Monday, April 30, 2012

Is God Watching?

As I read Mercy, I marked pages and specific lines that stood out to me
for one reason or another, as is my custom with most books. In going
back over the pages, I noticed that I had unwittingly marked mostly
quotes that correlated to each other, quotes about God and faith. I was
raised Roman Catholic, and attended Catholic school for 14 years. I
took theology class every day and went to mass at least once a week. I
was raised to believe.

But sometimes things happen that shake your faith, and I think that
because I have had that experience, I can relate to some of the things
that not-Andrea expresses. True, a lot of her quotes are blasphemous,
and most likely meant simply to shock. Those words are expressed by
Andrea the adult, the angry woman, lashing out. The words that struck
me the most came from Andrea the child, the part of the story that I
see most as being autobiographical.

Andrea had something happen to her when she was young. I want to
emphasize happen TO her because what occurred was out of her control.
It was not her fault, no matter how much she may blame herself. She had
been raised to believe in God, a God that wants the best for His
children. She went to temple and Hebrew school and did all the things
that she was told that she should to make God happy. But still
something horrible happened to her.

What happened to me was not what happened to Andrea, but I cannot say
that it was more or less bad.
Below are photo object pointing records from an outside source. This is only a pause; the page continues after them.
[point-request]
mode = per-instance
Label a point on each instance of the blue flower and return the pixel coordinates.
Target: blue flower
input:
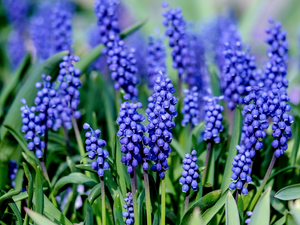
(190, 173)
(95, 145)
(190, 110)
(129, 213)
(213, 119)
(161, 111)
No one hurt me, no one touched me.
Nothing like that. Just like what happened to Andrea, what happened to
me should not happen to any child, it is just simply not fair…or at
least that is what all of the adults around me have always said. I
remember wondering why people said that, why how I was feeling would
change if I were older. Why it would be less horrible and wrong and
unfair. But I never told anyone that. I never knew it was something
someone else thought. And then Andrea wrote this:

"…I cried because I wanted God to know something had happened and I was
a child and I wanted God to say why it was less bad if I wasn't a child
because I was still the same me if I was or if I wasn't…. And for the
first time I wanted to be grown up because all the adults said it was
less bad."

We discussed at length in class early in the semester why we feel,
collectively as a society and as a microcosm of that society, our
class, that horrible things are more horrible when they happen to a
child. We tried to explain it but we never really quite got there. I
know that I never have.

I do know that like young Andrea, I was angry at God. I had to blame
someone because something happened TO me, something that I could not
blame myself for, or so everyone told me. At least Andrea had a
tangible person to blame, a man who had hurt her. But still, she did
not know that man, that man did not know her. God knows her, God
created her, God is supposed to watch over her. If there is a God, if
God really loves us, then why does He let horrible things happen? Why
does He let them happen to children? Was it really that He was looking
away for a second like Andrea thinks? Was He too busy to notice what
was happening to us? Or was He there, letting it happen?